When the pile is small, a mixed load can be fine if the risk items are already removed. The decision should be based on what could bleed, stretch, shrink, collect lint, or need a different dryer setting.

  • Safe mixed load: older everyday shirts, pajamas, socks, and similar colors
  • Separate load: towels with lint, jeans with dark dye, new bright clothing, delicate knits, and anything labeled air dry
  • If one item changes the whole cycle, move that item out instead of making the whole load risky

Dryer Check

Sort the drying plan before the washer starts. A load that washes together may still need to split after washing if some items need air drying, low heat, or a shorter cycle.
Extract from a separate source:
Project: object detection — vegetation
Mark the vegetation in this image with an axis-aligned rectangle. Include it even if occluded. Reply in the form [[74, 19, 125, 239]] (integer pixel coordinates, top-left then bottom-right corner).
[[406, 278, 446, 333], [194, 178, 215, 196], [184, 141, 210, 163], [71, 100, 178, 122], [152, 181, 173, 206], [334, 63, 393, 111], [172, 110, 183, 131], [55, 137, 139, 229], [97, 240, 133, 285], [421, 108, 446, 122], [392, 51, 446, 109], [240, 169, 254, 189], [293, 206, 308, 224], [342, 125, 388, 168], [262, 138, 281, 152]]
After washing: hang sweater and scarf, low heat for dark shirts, regular dry for towels only if the care labels allow it.

Limits

General sorting rules cannot override the label on a specific garment. Vintage items, wool, silk, structured jackets, heavy stains, and dry-clean-only clothes may need separate handling. When in doubt, use cooler water, lower agitation, and air drying until you check the label.

Common Mistakes

The most common mistake is sorting only by color and ignoring fabric weight or drying needs. Another mistake is washing a new red, black, or dark blue item with light clothes before checking for dye transfer. Also avoid starting more loads than you can dry, fold, and put away the same day.

FAQ

What is the simplest laundry sorting rule?

Separate obvious risks first: new dark or bright items, whites and towels, delicates, and anything that needs air drying or hand washing.

Can I wash everything in cold water?

Cold water is often safer for mixed clothes, but towels, bedding, heavily soiled items, and care-label instructions may need a different cycle.

What should I separate even when I am in a hurry?

Separate new dark items, delicates, heavy towels, anything with lint, and anything that must air dry. Those are the groups most likely to cause damage or extra work.

Should I sort by drying method too?

Yes. Air-dry, low-heat, and high-heat items should be visible before washing so a good wash load does not become a bad dryer load.